= Eldon Rathburn =

Canadian film composer (1916–2008)

Eldon Davis Rathburn (21 April 1916 – 31 August 2008) was a Canadian film composer who scored over 250 films during his thirty-year tenure as a staff composer at the National Film Board of Canada. Known as "the dean of Canadian film composers", Rathburn composed music for documentaries, short films, as well as such feature films as Drylanders (1963), Nobody Waved Good-bye (1964), Waiting for Caroline (1969), Cold Journey (1975), and Who Has Seen the Wind (1977). Rathburn was the subject of a 1995 NFB documentary by Louis Hone titled Eldon Rathburn: They Shoot... He Scores.

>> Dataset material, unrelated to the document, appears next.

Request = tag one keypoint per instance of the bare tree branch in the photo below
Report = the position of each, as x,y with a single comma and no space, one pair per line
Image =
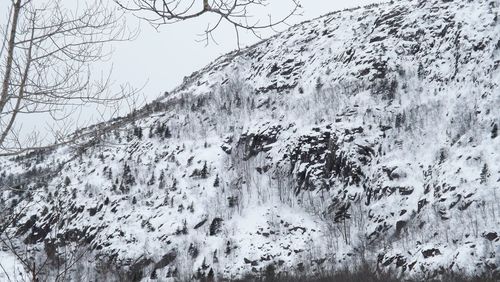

== Early life and education ==
Rathburn was born in the community of Queenstown, in Queens County, New Brunswick, Canada. As a child he learned to play the piano. Rathburn attended Saint John High School, and received a Licentiate of Music from McGill University in 1937. The following year, he won the Canadian Performing Rights Society Scholarship Competition, and began performing on the piano for local dance bands and radio broadcasts, including with Don Messer. In 1945 he received a Young Artist Award for composition from the Los Angeles Philharmonic Orchestra. His winning composition, "Symphonette," was performed by the L.A. Philharmonic under the baton of Alfred Wallenstein on 23 March 1945. In L.A. he studied with Arnold Schoenberg, who had chaired the Young Artist Award adjudication committee. From 1938–39, he studied at the Toronto Conservatory of Music with Healey Willan (composition), Reginald Godden (piano), Charles Peaker (organ), and Leo Smith (harmony).

== Career ==
Rathburn began working at the National Film Board in 1947. Among the 250 films he scored was the 1977 adaptation of W.O. Mitchell's Who Has Seen the Wind. He also provided the music for the NFB's Labyrinth installation at Expo 67. He composed music for a number of early IMAX films.

After his retirement from the NFB in 1976, Rathburn continued to compose; his work was featured at the Ottawa Chamber Music Festival.

On April 14, 1999, he was invested as a Member of the Order of Canada. A book on his life and work, authored by James K. Wright, was published by the McGill-Queens Press in 2019.

Rathburn died in Ottawa on 31 August 2008.